Maalesef ilkokullardan mezun olan, okuma yazmayı tam olarak çözmemiş öğrenciler olabiliyor. Bunlar ortaokula geçtiği zaman takip etmekte zorlanıyor. Zorunlu eğitim çağında oldukları için de 15 yaşına kadar okula gitmek zorundadırlar. Halbuki müfredatlar düzenlenebilir ve zayıf öğrenciler de belli bir düzeye getirilir ondan sonra ortaokul müfredatını takip edebilirler. Böylece ilkokullar da tamamen kolej sınavından kurtulmuş olur. Yani kolej sınavını ortaokula atmalıyız. Şimdi biz 3’ncü sınıftan itibaren çocukların koleje hazırlandığını görüyoruz.

Bir de iki sendikanın anlaşamamasından dolayı ilkokullara branş öğretmeni olarak başka bir kurumdan mezun olan öğretmenleri alamıyoruz. Sadece Öğretmen Akademisi’nden mezun olanlar alınabiliyor. Özellikle İngilizce branş dersi olarak verilir.
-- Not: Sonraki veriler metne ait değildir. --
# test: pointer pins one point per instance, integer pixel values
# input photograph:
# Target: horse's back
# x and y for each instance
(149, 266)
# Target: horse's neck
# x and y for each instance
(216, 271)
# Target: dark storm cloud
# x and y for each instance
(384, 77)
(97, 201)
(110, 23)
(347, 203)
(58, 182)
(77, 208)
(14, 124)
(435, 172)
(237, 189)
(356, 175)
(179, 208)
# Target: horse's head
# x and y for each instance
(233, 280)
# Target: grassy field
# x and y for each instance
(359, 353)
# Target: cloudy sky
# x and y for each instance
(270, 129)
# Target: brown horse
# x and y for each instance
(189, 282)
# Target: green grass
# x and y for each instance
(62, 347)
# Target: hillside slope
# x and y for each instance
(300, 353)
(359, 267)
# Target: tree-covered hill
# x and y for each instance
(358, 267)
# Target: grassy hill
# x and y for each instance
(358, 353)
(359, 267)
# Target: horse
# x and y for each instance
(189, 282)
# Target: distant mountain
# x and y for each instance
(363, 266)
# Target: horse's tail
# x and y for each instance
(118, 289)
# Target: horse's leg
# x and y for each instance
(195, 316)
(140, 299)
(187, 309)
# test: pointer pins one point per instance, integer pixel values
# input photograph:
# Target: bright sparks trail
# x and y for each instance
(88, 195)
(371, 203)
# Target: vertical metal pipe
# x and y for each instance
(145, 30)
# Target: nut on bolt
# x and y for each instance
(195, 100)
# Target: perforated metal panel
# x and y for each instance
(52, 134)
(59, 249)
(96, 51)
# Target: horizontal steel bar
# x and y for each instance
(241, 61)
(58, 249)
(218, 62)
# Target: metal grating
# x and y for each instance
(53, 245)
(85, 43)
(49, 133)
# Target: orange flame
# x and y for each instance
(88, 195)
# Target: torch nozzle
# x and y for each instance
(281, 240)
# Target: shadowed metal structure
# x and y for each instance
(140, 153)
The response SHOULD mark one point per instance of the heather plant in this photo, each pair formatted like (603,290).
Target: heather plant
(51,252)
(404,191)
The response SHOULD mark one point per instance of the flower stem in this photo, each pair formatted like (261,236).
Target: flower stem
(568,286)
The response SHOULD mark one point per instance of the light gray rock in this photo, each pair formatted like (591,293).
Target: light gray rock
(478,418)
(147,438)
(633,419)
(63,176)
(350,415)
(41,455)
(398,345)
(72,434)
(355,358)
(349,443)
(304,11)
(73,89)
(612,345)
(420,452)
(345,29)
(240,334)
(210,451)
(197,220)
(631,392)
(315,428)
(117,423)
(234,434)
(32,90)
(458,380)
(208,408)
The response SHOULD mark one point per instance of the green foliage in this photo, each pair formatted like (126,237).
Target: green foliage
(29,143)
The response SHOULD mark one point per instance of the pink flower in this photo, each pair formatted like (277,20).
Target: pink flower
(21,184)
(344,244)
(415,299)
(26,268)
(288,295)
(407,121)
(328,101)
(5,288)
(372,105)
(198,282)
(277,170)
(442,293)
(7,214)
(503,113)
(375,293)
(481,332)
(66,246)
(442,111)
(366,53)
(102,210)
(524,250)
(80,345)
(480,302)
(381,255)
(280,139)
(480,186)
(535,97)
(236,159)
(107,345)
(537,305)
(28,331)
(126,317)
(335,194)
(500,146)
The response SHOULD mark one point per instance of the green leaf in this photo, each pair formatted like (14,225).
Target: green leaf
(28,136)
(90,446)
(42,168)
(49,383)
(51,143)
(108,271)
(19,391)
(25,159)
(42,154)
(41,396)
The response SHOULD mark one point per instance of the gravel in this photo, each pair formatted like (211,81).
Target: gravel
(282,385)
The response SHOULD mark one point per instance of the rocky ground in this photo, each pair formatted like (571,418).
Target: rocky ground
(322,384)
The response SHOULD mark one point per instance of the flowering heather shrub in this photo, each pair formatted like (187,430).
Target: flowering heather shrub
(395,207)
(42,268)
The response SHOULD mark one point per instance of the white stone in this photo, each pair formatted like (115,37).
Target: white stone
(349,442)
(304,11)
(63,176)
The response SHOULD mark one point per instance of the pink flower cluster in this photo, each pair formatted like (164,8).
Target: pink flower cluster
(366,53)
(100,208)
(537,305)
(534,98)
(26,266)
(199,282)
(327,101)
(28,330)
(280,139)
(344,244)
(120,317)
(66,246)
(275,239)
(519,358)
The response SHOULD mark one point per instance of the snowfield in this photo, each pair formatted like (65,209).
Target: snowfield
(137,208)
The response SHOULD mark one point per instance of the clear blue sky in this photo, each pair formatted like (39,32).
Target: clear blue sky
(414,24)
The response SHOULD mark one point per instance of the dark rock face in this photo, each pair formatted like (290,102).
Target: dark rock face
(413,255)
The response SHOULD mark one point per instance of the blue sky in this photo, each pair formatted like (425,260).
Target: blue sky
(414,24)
Ama Akademi’de alınan İngilizce eğitimi çok da yeterli değildir. Benim görüşüm İngilizce Bölümü’nden mezun olanların ilkokullara İngilizce öğretmeni olarak atanmaları gerekir.

Güzel sanatlardan mezun olanların Resim öğretmeni olarak ilkokullarda görev yapması gerekir. Bunu çekinmeden söylerim. Ama KTÖS bunu engelliyor. Diğer dersleri sınıf öğretmeni verebilir ama branş dersleri uzmanlar tarafından verilmesi çok daha iyi olacaktır. 

Bir diğer noktada özellikle ilkokullar tam gün eğitime geçmelidir. Bizim zamanımızda cumartesi bile eğitim vardı. Sosyal faaliyetlerimizi o gün yapardık. İhtiyaçlı öğrencilere de öğlen yemek verilirdi. Bunun yeniden organize edilmesi çok zor değildir. İstenilse tam gün eğitim ortamı yaratılır. Ama maalesef şimdiye kadar olamadı.